A mesothelioma diagnosis likely means one thing: you’ve been exposed to some form of asbestos. It’s a known human carcinogen; the U.S. Consumer Product Safety Commission banned its use in wall-patching products and gas fireplaces in the late 1970s, and the Environmental Protection Agency eliminated any ‘new use’ of the substance in 1989. Decades later, thousands of people who worked closely with asbestos continue to pay the price. Each year, doctors diagnose between 2,000 to 3,000 cases of mesothelioma. An estimated 30 percent of these cases are attributed to occupational exposure, affecting those who work or worked in a variety of different industries, including manufacturing, construction, or vehicle and aircraft maintenance. According to the National Cancer Institute, asbestos is the most common cause of occupational cancer in the United States.

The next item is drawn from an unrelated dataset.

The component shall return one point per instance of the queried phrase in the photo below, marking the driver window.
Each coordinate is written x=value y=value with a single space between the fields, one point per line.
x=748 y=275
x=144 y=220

If past asbestos exposure has lead to present health concerns, there are legal options to help cover your medical expenses and hold the asbestos company accountable, including mesothelioma lawsuits, asbestos trust funds, workers’ compensation, and veterans’ benefits.
Your Legal Rights: Who Is Responsible?
It’s a hard pill to swallow, but occupational asbestos exposure — and your mesothelioma diagnosis — is often the result of corporate negligence. Companies have a responsibility to inform workers of any health risks they face on the job. If you developed mesothelioma as a result of asbestos exposure on the job or during military service, you are likely entitled to financial compensation.
Filing a Claim
To begin the process, you or members of your family will need to file a claim against the asbestos companies responsible for your exposure. Don’t wait to take this step! Each state has a set time frame, called a statute of limitations, during which these claims must be filed. The average length of time is between two to three years from the time of a cancer diagnosis, so it’s important to contact an attorney as soon as possible. If you do choose to move forward with a mesothelioma lawsuit, there are two types of claims mesothelioma lawyers file:
Types of mesothelioma lawsuits:
- Personal Injury
- Patients living with mesothelioma as a result of negligent asbestos exposure file this type of claim. It provides compensation for current and future medical treatment, lost wages, and any additional pain and suffering that occurs as a result of the disease.
- Wrongful Death
- Families file this type of claim after the death of a loved one. It covers past medical bills, loss of income, and even funeral expenses.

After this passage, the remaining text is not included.